The Container Orchestrator was introduced to solve this.

Container Orchestrator

When enabled, workers launch the Container Orchestrator process.

The worker process delegates the above listed responsibilities to the orchestrator process.

This decoupling introduces a new need for workers to track the orchestrator's, and the job's, state. This is done via a shared Cloud Storage store.

Brief description of how this works,

  1. Workers constantly poll the Cloud Storage location for job state.
  2. As an Orchestrator process executes, it writes status marker files to the Cloud Storage location i.e.

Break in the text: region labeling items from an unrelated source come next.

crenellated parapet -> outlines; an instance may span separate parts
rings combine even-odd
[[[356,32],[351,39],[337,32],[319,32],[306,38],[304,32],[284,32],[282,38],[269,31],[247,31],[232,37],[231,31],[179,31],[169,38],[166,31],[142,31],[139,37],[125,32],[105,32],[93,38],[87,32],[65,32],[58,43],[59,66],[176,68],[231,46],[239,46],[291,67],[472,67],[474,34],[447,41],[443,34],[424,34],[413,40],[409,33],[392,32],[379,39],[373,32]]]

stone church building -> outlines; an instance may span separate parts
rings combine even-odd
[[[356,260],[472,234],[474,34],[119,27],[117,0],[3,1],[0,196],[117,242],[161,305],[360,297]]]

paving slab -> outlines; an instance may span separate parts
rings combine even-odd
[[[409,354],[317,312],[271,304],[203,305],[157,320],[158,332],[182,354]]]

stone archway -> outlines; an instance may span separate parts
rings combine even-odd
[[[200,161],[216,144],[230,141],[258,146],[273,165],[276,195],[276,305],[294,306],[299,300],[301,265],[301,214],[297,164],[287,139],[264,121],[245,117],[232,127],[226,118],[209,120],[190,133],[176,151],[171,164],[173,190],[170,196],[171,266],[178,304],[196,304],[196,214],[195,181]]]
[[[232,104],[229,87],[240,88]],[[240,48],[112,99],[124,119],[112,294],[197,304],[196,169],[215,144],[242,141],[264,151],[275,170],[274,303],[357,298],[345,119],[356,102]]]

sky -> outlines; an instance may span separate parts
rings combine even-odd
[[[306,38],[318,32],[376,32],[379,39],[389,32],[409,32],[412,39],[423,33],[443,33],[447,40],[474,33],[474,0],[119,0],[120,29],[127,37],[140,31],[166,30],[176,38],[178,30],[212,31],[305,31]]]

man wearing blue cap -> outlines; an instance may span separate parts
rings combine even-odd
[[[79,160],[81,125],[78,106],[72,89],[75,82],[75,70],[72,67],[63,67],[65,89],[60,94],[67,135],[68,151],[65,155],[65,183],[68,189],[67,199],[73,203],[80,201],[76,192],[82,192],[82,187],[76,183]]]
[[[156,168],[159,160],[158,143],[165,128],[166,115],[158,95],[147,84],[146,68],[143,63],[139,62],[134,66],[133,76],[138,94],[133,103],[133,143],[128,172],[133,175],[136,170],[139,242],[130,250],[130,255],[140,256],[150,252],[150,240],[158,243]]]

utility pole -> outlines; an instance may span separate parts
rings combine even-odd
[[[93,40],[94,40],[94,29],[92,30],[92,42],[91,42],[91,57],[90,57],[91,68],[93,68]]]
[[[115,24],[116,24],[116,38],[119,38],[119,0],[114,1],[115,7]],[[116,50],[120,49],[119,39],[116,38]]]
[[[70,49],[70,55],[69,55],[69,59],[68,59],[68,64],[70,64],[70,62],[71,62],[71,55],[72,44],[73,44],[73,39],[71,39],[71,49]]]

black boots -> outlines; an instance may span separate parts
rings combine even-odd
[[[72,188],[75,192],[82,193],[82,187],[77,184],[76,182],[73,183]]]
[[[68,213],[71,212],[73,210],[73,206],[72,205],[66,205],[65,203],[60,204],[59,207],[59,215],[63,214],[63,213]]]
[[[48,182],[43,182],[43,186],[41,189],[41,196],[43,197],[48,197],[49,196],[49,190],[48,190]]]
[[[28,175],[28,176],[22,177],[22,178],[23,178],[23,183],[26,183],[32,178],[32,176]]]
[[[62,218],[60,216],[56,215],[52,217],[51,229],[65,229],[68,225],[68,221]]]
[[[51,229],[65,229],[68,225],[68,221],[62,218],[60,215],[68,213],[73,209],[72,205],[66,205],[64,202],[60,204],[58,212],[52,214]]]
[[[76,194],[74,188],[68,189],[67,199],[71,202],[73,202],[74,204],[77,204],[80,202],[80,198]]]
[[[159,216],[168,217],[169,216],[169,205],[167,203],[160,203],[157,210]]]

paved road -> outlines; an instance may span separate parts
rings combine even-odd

NOT_STARTED, INITIALIZING, RUNNING, SUCCESS, FAILURE.
  3. If the Orchestrator process runs into issues at any point, it writes a FAILURE.
  4. If the Orchestrator process succeeds, it writes a job summary as part of the SUCCESS marker file.

The Cloud Storage store is treated as the source-of-truth of execution state.

The Container Orchestrator is only available for Airbyte Kubernetes today and automatically enabled when running the Airbyte Helm Charts deploys.

Users running Airbyte Docker should be aware of the above pitfalls.

Configuring Jobs & Workers

Details on configuring jobs & workers can be found here.

Worker Parallization

Airbyte exposes the following environment variable to change the maximum number of each type of worker allowed to run in parallel. Tweaking these values might help you run more jobs in parallel and increase the workload of your Airbyte instance:

  • MAX_SPEC_WORKERS: Maximum number of Spec workers allowed to run in parallel.
  • MAX_CHECK_WORKERS: Maximum number of Check connection workers allowed to run in parallel.
  • MAX_DISCOVERY_WORKERS: Maximum number of Discovery workers allowed to run in parallel.
  • MAX_SYNC_WORKERS: Maximum number of Sync workers allowed to run in parallel.

The current default value for these environment variables is currently set to 5.